I have come to realize that though I have taken a first step in this journey of to "Freedom from Weight", the hard part is still to come.
Today I have been reminded that God who has asked this of me, will be faithful in doing so; and yet I tremble.

I tremble at coming to terms with being even more transparent; I tremble with not knowing the words to say when asked "why"; I tremble at admitting the "number" which the scale says.

As I tremble, Moses came to mind, if you please forgive the freedom I am taking in this writing, let me paraphrase Exodus 4: 10-12

"Then Jacqueline said to God, Please God, do I have to admit how high my weight has gotten to be? Am I really going to be of help to others in this? I have never been eloquent, neither am I now or have I ever been. I am slow to learn, I do not know much about losing weight or eating healthy... And God said to Jacqueline, Who made you? who has given you a mouth? who makes those who are sick, those who are now overweight or those who are healthy; who will take care of them and love them unconditionally?
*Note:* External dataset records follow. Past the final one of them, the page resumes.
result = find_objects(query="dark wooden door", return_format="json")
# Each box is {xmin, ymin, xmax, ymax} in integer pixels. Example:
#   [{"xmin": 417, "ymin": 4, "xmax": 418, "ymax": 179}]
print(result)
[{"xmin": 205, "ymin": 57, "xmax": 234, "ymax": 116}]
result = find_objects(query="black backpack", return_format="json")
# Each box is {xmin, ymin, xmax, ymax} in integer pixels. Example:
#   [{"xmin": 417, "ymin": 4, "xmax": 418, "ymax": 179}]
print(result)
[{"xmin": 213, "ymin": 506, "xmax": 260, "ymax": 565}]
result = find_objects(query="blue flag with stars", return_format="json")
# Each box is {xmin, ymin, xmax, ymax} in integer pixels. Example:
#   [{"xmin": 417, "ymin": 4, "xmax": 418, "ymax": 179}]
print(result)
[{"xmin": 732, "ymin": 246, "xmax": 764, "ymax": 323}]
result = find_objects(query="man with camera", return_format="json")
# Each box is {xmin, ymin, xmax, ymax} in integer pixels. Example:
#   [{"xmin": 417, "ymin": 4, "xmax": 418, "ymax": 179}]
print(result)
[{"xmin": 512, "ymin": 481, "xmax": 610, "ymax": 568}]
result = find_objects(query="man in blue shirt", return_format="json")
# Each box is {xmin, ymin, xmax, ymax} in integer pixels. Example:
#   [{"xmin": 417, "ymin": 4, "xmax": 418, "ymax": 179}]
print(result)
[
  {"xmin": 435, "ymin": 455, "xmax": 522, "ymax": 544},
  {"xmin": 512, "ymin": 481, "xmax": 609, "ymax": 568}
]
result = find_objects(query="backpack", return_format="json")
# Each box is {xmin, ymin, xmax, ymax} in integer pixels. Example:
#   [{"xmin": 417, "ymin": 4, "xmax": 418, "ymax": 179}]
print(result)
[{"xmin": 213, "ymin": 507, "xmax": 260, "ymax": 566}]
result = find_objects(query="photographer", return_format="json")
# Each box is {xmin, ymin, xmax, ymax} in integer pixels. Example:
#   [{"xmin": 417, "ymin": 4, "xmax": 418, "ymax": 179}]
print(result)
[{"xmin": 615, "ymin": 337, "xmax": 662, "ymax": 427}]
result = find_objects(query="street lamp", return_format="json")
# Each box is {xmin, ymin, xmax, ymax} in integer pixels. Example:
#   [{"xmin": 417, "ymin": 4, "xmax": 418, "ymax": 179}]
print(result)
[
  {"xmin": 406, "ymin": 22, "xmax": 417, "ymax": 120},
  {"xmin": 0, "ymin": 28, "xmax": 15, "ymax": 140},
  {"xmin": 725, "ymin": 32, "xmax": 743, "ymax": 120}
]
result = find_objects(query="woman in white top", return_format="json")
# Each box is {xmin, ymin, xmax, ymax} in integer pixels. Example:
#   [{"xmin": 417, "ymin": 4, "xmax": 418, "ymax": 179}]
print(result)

Is it not I who is in control and equipping you, walking each step of this journey with you? Is it not I the Lord?
Now go, keep walking, even I will be with your feet, your mouth and fingers to type; I will show you and teach you what to say (what to do and what to eat)"

Father in obedience I follow you; I surrender and I want all of my pride to be gone. Please remind me of your truths that it matters very little what others say or think; but what you say/think is what matters. You know how I have failed, you know where I am weak .. I trust in you and not on my own understanding! Amen (my paraphrase from Corinthians and Proverbs).

That's all for now.

In Him

Jacqueline

Weight of Grace

Well friends, if you have been following me on Facebook you will be very aware of the next step of my journey.
It has been several weeks now that during (and after) appointments Father has lovingly been poking me to be "more transparent"; just as I ask the women I meet with to be. I have dodged this for weeks, and then when challenged at church by Pastor Craig Groeshel's teaching; I realized I was being fearful and yet proud. So, here I am before my friends and acquaintances stepping up and being transparent. I have no other motive than that. I am not doing it for accountability (although I believe I am accountable); I am not doing it to teach (although I believe we all can be more teachable) and I am not doing this to be more loved (although as most women, there is always more to learn about just how loved we are already).

Father has lovingly done much healing in me over the last number of years and it is now time to focus on another area of "Jacqueline".

So wont you please walk along side of me as I take this journey.
I have yet to set any sort of number goals, but we will see where that goes. I will (as promised) be honest on this blog (as well as on Facebook)with progress; but I do wish to be very clear that for me - this is not about a number. It is walking in GRACE .. .Walking by FAITH ... learning more about walking in LOVE .... and learning to enjoy and take care of this "Earthsuit"; that is this body that Father has given me.

From time to time I may be quoting from a book that has meant alot to me by Paula Coleman "Weight of Grace".

Thanks for being my "Friend" in this; lets begin the walk of "Weight of Grace" and see what happens.